The following day Zuma was admitted to a Pretoria hospital for "extensive medical evaluation and care", which had to do with his still-undisclosed "medical condition" that required an "extensive emergency procedure", according to his doctors.
That procedure had allegedly been delayed for 18 months because of "compounding" legal matters and his incarceration.
But even with his medical fitness to stand trial put to one side for now, Zuma still faces an uphill battle in a case in which his collaborator was found guilty on exactly the same facts, and sentenced to a lengthy jail term.
Zuma faces 783 counts on 16 charges of fraud, corruption, money-laundering and racketeering. His co-accused, French arms company Thales, faces four counts.
Zondo Commission
Beyond these problems, Zuma is about to face another court date, this time for the first contempt charge laid by then Deputy Chief Justice Raymond Zondo.
Zuma had walked out on Zondo after being summonsed to undergo cross examination in the three-year-long investigation into system corruption that developed during his nine-year tenure as SA president.
Zondo had asked the Constitutional Court to give Zuma two years behind bars when it considered what punishment the former president deserved for flouting the Concourt's ruling that he must return to Zondo's state-capture inquiry following that walkout.
The state is likely to be pushing for much the same sentence in the Zondo commission complaint, now fully 'investigated' and ready for trial.
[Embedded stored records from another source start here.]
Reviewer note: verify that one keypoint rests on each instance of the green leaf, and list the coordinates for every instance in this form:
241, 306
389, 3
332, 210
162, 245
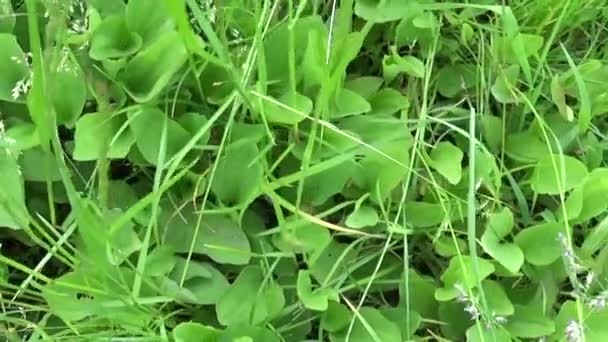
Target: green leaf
526, 147
13, 67
492, 130
362, 216
336, 317
381, 11
349, 103
147, 18
556, 173
365, 86
195, 332
371, 326
290, 109
595, 195
379, 175
160, 261
447, 160
68, 93
313, 299
388, 101
394, 65
421, 296
218, 236
498, 301
244, 333
498, 227
594, 324
23, 134
505, 85
454, 79
301, 236
192, 122
399, 317
12, 198
7, 17
423, 214
229, 184
147, 123
498, 334
202, 283
529, 322
31, 161
540, 243
251, 299
112, 39
101, 135
460, 273
152, 69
A guilty verdict is virtually certain since Zuma has no legally meaningful defence and committed his walkout on nationally broadcast TV.
Then there is the imminent report coming from Zondo summarising his commission's findings, with Zuma having had 37 witnesses testify to his role in overseeing and allowing state capture, a system of influence-peddling, kickbacks and corruption that cost SA an estimated $67 billion in looted state funds and fiscal damage.
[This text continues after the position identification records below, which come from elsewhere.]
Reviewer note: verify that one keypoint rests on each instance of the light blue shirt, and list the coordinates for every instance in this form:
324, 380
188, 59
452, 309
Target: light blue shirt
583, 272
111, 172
Zondo is highly unlikely to find anything but that Zuma played a key role in the grand thievery that became the hallmark of his tenure in office.
While Zondo's commission cannot itself lay further charges against Zuma, it will almost beyond doubt, through the recommendations of criminal charges against him, set the scene for numerous further criminal complaints against him.
Many of those complaints are repeats of the sort of conduct that he is already facing up to in his current corruption trial.
Meanwhile, Zuma's Foundation has called for South Africans and those outside of the country who support him to contribute to his legal funds.
Zuma owes some $2 million in outstanding fees, incurred in numerous prior court outings designed to put off and delay proceedings against him.
He is running up another costly legal bill in his corruption case, with multiple senior counsel and assistants engaged in what legal analysts said was "just another delaying tactic" designed to disrupt the state's case.
Zuma back home
Although Zuma, who has today been confirmed to be back at his homestead of Nkandla in rural KwaZulu-Natal, may be happy with this week's developments, the view among the legal fraternity is that he could go back behind bars.
If not for the Concourt contempt matter in which his medical parole is being legally challenged, then he will be jailed for Zondo's contempt matter and, beyond these, his current corruption trial, and likely further corruption-related charges arising from Zondo's commission findings.
Zuma's only real hope of escape from spending significant time behind bars is if he is actually dying or is seriously ill with a major condition that the state agrees, through its own medical assessment, is a reality.
All the sources the Nation spoke to said that while Zuma does appear to have some "fairly serious" medical conditions, they are not currently overtly life-threatening.
Also, even if he has once again bought himself time by playing the "ill-health" card, he will, sooner or later, have to face the legal music for conduct he is alleged to have engaged in for decades, and which he has also ducked answering for, over decades.